A method for determining the exact center of a coin entered in a coin validator, wherein the probable center is determined by means of a sensor arrangement and the image of the coin to be tested is taken, characterized in that, using the image of the coin, a settlement of the edge region of the coin around the probable midpoint and beyond its probable edge, with the shift of the probable midpoint to the exact midpoint of the edge of the coin as an at least approximated sinusoidal line, and that from the analysis of the at least approximately sinusoidal line Using the amplitude and the phase angle of a selected starting point of the exact center is determined.

2. Method according to claim 1, characterized in that the magnitude of the deviation between the probable center and the exact center is determined from the half of the difference of the largest and smallest amplitude of the at least approximately sinusoidal line.

Method according to claim 1 or claim 2, characterized in that the direction of the deviation between the probable center and the exact center is from the mean value of the Location of the largest amplitude and offset by a half-period. Place the smallest amplitude of the at least, approximately sinusoidal line indicating phase angle is determined.

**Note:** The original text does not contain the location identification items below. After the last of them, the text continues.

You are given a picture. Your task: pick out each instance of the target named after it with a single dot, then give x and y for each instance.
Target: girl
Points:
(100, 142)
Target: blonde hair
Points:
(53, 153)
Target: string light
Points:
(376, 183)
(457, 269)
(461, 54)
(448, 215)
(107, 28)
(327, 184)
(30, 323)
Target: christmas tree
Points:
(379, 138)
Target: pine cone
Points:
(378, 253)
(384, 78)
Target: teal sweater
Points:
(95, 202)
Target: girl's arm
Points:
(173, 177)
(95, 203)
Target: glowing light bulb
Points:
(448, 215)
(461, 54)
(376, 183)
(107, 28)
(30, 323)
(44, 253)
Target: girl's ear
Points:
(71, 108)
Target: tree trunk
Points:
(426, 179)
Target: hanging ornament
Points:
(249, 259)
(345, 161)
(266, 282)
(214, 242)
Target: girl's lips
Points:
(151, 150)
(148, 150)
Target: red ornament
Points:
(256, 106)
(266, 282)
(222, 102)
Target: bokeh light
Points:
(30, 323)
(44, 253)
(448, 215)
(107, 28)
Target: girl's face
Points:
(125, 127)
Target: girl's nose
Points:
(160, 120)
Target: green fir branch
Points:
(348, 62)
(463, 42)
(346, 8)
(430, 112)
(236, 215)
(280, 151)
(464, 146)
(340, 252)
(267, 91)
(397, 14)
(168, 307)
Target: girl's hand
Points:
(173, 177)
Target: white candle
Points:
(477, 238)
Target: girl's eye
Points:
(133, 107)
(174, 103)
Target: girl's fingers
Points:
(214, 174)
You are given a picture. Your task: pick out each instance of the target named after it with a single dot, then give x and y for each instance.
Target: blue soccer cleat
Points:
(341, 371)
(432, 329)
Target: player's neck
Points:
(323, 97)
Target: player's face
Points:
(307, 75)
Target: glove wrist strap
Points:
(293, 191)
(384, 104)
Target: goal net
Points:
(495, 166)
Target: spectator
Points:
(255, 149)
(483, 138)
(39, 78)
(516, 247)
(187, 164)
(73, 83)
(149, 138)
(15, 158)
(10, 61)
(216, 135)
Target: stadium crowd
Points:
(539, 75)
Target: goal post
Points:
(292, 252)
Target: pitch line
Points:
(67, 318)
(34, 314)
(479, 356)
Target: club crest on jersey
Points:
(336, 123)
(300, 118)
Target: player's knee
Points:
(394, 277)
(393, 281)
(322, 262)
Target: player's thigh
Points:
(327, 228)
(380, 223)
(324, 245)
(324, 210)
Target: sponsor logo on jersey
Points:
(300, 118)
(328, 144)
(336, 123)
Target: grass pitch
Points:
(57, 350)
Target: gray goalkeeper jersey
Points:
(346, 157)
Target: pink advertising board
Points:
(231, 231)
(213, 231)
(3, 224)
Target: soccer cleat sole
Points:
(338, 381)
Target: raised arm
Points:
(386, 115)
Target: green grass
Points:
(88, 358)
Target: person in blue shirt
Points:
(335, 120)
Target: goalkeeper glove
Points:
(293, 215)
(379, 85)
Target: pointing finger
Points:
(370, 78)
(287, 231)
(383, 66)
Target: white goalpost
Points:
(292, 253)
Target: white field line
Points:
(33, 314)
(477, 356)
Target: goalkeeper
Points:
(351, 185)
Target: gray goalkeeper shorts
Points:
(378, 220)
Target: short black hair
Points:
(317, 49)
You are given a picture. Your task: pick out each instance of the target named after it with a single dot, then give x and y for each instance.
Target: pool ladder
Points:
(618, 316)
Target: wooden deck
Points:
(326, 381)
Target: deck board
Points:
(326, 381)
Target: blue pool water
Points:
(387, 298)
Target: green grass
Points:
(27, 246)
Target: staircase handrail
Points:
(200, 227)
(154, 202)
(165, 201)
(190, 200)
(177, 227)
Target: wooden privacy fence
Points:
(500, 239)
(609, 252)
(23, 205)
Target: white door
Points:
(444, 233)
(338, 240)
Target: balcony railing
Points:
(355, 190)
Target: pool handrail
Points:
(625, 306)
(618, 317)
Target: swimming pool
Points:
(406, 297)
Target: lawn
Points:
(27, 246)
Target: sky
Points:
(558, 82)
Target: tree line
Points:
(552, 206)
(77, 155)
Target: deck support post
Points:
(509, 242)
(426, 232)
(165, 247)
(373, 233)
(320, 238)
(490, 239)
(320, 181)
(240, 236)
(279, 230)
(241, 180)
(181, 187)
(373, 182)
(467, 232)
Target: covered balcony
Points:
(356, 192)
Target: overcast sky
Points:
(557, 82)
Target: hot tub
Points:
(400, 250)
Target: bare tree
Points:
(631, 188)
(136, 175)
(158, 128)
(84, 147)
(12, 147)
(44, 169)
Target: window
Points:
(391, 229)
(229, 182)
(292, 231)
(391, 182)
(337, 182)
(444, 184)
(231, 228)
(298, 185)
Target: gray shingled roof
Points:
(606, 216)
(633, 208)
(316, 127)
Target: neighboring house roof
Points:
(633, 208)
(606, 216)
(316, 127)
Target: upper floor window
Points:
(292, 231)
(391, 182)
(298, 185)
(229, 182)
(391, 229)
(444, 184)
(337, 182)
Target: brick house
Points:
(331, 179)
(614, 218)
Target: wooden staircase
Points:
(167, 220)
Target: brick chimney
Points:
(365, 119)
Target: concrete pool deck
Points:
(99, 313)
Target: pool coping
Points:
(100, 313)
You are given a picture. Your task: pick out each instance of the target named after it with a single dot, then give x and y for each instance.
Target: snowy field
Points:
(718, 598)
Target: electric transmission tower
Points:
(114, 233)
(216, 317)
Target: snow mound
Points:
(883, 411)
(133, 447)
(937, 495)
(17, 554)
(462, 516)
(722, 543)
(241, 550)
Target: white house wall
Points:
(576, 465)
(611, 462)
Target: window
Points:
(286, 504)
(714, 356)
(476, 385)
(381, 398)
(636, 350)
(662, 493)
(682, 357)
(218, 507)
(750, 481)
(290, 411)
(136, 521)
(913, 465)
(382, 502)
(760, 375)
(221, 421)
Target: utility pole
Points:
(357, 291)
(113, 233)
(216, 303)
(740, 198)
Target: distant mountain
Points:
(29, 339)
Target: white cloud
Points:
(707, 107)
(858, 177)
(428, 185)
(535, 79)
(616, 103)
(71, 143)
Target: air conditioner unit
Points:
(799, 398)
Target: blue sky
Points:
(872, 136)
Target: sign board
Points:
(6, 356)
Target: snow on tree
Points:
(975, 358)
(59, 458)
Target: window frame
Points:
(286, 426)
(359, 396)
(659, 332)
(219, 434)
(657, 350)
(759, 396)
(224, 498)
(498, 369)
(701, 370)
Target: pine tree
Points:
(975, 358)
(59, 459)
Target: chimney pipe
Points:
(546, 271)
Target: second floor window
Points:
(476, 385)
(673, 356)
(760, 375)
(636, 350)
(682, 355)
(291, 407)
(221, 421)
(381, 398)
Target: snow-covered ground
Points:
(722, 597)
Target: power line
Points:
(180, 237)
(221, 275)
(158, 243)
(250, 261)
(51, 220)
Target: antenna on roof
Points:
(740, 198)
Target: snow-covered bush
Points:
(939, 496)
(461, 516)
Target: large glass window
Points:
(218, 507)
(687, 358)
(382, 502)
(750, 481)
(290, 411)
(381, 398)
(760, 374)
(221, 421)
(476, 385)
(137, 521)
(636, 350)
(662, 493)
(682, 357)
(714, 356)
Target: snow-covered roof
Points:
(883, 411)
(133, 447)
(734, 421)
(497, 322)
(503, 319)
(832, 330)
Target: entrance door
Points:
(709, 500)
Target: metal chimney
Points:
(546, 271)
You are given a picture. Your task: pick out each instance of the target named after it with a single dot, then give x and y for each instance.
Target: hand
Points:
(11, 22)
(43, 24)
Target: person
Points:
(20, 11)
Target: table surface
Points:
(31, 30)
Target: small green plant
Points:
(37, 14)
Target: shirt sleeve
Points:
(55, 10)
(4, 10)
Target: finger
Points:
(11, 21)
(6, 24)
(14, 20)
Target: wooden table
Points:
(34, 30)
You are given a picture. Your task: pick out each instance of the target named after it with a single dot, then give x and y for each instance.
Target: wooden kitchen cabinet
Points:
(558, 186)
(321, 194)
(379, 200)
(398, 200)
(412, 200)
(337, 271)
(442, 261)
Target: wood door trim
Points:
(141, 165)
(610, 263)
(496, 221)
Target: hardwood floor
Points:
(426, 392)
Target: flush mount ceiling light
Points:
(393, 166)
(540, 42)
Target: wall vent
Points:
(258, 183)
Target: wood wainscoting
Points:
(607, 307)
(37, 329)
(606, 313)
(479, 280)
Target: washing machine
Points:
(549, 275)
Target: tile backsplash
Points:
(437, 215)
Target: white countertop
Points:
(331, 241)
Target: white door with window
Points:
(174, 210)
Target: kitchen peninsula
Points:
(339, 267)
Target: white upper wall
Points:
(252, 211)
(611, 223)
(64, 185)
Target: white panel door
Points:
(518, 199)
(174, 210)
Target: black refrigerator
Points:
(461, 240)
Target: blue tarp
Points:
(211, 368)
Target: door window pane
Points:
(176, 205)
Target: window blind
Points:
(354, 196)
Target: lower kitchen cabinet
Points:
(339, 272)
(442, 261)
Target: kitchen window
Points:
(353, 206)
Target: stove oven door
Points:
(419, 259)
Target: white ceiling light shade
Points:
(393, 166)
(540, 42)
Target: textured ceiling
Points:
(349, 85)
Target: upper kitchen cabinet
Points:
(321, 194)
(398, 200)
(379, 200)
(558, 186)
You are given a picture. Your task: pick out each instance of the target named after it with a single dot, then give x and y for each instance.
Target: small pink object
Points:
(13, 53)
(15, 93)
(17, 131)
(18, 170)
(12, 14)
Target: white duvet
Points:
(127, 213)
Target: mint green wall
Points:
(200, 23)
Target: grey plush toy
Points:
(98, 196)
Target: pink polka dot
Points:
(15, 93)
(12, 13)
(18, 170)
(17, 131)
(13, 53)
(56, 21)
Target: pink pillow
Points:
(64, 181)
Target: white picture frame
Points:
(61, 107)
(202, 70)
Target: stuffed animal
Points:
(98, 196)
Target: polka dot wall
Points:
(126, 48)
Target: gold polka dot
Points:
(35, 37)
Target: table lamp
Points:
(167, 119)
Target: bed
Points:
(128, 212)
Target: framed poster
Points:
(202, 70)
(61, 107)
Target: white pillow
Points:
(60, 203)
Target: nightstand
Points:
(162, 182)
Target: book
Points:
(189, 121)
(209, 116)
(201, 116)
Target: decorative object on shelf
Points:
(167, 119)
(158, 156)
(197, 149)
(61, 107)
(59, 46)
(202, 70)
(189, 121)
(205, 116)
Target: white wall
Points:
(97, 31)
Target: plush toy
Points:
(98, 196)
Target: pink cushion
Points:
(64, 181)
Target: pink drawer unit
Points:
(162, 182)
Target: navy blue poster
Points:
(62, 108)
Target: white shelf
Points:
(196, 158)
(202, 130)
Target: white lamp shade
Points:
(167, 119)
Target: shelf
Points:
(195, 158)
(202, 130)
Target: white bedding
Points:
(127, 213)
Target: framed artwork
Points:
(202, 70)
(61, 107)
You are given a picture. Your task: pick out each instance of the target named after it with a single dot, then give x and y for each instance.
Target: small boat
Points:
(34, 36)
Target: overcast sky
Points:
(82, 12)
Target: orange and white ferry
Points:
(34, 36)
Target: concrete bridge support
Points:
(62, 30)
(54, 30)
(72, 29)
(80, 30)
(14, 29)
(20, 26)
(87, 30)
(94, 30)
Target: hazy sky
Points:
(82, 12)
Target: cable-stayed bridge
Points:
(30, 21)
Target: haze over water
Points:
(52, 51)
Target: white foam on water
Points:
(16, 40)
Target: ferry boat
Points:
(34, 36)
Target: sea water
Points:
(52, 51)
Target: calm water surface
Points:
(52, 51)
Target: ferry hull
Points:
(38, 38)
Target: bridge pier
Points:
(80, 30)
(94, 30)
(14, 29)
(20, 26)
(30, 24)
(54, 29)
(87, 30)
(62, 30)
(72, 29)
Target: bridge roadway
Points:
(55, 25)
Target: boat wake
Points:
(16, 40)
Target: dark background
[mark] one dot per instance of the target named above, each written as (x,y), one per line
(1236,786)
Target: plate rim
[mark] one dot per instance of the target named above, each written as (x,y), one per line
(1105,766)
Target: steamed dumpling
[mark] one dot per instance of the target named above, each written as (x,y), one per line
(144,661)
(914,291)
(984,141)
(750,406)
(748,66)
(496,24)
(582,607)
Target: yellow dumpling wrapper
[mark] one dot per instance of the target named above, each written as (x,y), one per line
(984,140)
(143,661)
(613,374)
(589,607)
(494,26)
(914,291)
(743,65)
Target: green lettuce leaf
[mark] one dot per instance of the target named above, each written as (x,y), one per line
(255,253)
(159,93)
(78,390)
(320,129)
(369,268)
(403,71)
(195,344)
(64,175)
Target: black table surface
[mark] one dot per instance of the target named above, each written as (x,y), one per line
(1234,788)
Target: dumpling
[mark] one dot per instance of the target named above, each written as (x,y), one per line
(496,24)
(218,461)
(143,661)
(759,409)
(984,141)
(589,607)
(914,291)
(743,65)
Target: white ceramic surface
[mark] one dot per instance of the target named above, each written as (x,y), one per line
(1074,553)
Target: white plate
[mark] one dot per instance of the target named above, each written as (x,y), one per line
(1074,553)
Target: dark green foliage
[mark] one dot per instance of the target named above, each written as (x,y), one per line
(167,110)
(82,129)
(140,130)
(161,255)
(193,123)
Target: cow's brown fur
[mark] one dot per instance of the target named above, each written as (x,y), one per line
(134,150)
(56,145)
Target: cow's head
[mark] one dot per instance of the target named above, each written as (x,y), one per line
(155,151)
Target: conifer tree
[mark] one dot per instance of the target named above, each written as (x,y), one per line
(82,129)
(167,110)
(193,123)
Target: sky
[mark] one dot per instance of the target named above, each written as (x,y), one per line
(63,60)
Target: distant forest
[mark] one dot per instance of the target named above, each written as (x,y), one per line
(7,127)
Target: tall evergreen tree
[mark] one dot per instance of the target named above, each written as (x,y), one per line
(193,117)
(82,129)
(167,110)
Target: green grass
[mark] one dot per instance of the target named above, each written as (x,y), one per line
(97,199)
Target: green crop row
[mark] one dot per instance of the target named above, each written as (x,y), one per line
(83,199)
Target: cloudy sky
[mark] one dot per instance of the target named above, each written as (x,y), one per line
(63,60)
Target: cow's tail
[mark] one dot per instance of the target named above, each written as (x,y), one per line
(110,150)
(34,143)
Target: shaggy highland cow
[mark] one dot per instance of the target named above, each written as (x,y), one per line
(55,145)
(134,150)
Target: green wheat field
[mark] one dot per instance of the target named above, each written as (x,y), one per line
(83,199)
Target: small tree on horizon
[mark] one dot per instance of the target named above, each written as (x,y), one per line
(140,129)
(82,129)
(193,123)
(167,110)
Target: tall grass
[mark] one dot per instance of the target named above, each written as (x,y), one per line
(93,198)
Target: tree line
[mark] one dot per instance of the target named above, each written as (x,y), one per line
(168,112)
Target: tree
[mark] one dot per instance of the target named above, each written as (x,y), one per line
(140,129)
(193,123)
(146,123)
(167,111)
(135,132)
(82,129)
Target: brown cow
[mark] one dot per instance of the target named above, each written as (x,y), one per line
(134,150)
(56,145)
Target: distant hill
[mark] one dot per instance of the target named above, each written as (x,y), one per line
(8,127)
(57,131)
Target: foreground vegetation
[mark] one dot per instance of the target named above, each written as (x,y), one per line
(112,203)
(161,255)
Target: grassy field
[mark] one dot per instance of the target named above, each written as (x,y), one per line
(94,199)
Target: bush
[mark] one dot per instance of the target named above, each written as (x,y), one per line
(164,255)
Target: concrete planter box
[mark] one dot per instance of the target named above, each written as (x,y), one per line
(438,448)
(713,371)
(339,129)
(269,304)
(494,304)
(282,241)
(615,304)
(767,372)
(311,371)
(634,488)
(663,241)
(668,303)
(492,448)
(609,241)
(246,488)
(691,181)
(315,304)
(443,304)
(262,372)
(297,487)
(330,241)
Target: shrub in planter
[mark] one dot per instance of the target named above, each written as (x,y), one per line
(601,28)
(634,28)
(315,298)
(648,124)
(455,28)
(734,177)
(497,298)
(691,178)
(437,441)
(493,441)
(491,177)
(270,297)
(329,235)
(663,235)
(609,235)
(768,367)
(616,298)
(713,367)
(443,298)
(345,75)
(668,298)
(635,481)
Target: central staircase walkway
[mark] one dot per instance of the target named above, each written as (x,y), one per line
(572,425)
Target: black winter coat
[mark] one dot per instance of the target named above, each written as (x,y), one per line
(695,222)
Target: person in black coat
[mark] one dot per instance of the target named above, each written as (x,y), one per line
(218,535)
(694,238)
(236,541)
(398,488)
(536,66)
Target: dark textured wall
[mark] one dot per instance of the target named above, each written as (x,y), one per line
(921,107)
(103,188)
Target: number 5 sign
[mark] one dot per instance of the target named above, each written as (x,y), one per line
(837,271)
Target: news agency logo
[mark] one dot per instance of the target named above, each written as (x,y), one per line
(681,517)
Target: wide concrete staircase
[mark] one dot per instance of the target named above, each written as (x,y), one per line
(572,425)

4. The method according to any one of claims 1 to 3, characterized in that at a provided with corners or waves edge contour of a coin, the at least approximately sinusoidal line is superimposed by a corner or waves representing curve and wherein for determining the at least approximately sinusoidal line Mean value filter is used.

5. The method according to claim 4, characterized in that the number of corners or waves by the number of maxima and / or minima of the total line is determined relative to the filtered approximately sinusoidal line.

A method according to claim 1, characterized in that the largest amplitude of the sinusoidal line is determined with respect to a boundary line of the unwinding area, and that the exact center point is obtained by taking the difference of the value of the largest amplitude and the value of the amplitude of the sinusoidal line in FIG With respect to the boundary line at the phase angle -90 ° is determined.

7. The method according to any one of claims 1 to 6, characterized in that the exact radius of the coin from the sum of the radius of the inner boundary line of the edge region and the half sum of the largest and smallest amplitude of the at least approximately sinusoidal line is determined.